The observer pattern is a software design pattern in which objects ('subjects') can notify arbitrary numbers of other objects ('observers') of events or changes of state.
Unlike callbacks, where a single 'listener' is called on completion of a specific task, the observer pattern allows for a one-to-many relationship between objects - in other words, a subject can notify several observers when its state changes.
Subjects and observers are also known as publishers and subscribers, so the observer pattern is also known as the publish/subscribe (or pub/sub) pattern.
The pattern is mainly used within event handling systems, in which a single event might trigger an arbitrary number of responses from 'interested' objects.
The observer pattern can offer huge performance gains over alternative implementations - for example, compared with iterating over every possible dependent object to determine whether it needs to be affected by a state change.
Publish/subscribe also helps decouple systems within your software in order to maintain the separation of concerns - or at least it can help to make them less strongly coupled.
The observer pattern is one of the fundamental patterns underlying the Model-View-Controller architecture, which is ubiquitous in everything from game design to web development. (For example, one of Angular's key selling points is that it provides an MVC framework for web development.)
As a result of the observer pattern's utility and popularity, it has been implemented in several libraries (including the core libraries of Java and Node), and even coded in as a fundamental feature of some languages (such as the event keyword in C#).
In Node, the observer pattern is usually implemented using the events module and the EventEmitter class.
Imagine you're working on a website that allows users to log in to gain access to emails, social media, recent news, and so on.
Each of the separate systems providing those functions is interested in whether the user has logged in, but hardcoding calls to those systems into your user login code will result in tightly coupled systems with overlapping concerns.
The observer pattern prevents your login code from needing to explicitly call each system that has an interest in it. Instead, the login code can simply emit a single login event; any interested systems can then add their own event listeners that can respond to the login event appropriately.
This has the added bonus of making it easier to add additional modules as your software expands. Additional systems can simply add their own listener functions to respond to the login event, without any modifications required to the underlying login code.

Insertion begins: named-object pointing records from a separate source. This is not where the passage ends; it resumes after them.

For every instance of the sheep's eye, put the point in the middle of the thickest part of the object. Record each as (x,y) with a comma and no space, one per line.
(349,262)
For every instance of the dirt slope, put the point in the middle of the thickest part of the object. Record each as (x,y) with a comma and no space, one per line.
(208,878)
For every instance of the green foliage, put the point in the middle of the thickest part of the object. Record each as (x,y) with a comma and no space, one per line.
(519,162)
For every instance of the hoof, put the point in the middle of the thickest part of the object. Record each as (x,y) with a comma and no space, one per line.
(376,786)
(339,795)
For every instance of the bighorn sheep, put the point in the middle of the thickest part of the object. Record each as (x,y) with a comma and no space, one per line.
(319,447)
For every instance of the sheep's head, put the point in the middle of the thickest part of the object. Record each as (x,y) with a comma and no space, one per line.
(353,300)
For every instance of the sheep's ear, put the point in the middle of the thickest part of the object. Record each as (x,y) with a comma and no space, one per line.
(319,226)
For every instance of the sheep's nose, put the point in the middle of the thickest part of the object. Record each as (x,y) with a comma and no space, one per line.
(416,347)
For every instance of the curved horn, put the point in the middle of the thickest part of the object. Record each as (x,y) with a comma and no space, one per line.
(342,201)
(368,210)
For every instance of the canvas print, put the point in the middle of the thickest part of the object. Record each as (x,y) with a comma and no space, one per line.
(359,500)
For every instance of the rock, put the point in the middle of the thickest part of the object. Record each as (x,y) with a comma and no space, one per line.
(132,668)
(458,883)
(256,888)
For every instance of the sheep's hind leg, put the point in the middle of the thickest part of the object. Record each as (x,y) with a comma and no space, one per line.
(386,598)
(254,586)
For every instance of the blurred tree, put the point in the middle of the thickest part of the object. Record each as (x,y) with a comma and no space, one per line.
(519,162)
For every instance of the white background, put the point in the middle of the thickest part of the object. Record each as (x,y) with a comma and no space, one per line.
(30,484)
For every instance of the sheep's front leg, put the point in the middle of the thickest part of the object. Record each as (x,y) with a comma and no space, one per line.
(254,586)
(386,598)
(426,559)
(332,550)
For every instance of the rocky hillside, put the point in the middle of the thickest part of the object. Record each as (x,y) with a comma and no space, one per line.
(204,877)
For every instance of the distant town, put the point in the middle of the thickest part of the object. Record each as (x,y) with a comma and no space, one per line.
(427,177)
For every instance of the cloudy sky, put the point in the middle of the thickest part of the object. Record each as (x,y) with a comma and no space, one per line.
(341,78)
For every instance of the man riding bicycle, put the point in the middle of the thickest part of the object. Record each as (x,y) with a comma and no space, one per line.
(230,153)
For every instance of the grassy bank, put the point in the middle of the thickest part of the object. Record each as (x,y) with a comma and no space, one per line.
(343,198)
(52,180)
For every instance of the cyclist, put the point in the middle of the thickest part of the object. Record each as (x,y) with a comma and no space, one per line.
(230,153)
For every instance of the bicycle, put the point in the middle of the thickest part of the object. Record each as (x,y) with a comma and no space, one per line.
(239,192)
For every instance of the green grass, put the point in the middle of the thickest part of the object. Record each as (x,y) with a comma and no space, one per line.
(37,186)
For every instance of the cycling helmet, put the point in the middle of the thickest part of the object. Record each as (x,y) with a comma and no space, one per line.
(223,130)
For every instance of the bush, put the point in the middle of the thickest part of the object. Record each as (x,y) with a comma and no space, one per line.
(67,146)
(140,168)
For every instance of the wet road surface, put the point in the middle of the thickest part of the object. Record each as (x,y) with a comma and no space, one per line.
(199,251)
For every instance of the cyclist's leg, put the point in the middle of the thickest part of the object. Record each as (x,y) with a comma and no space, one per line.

Node is more than just a way to use JS outside the browser. It also brings with it an asynchronous style of programming based around events.
We are already familiar with events, like in the following example:
document.getElementById('btn').addEventListener('click', function(e) {
console.log('omg stop poking me!');
});With this bit of code we listen out for a 'click' event and register a function to call whenever we receive a click event.
Node takes this concept and generalises it so that you can listen for and emit all kinds of custom events, not just user input.
The benefit of doing this is that we can write code that is loosely-coupled and asynchronous by default. By communicating primarily with events, our functions and modules don't need to worry about how other parts of code are implemented - they just need to agree on what kind of events are fired and when.
In node all objects that can emit and listen to events inherit from the EventEmitter class. Node provides a few utility functions so that you can merge the relevant methods and properties into objects that you define yourself, but to keep things simple we'll show an example below that just creates a new EventEmitter object:
var EventEmitter = require('events').EventEmitter; // This is the EventEmitter class.
var emitter = new EventEmitter(); // Create an object
var remonstrate = function() {
console.log('Shut the door, it\'s cold!');
};
emitter.on('doorOpen', remonstrate); // Just like with addEventListener, we name the event to listen for and register a function
emitter.emit('doorOpen'); // Fire off an eventThis code will print a plea to shut the door.
By creating an EventEmitter object (or we could have created an object that inherits from it), we gain the on and emit methods that allow us to handle events. on takes two arguments: the name of the event to listen out for (as a string) and a function to call whenever the event happens. When we want to fire off an event we just tell the object to emit the event.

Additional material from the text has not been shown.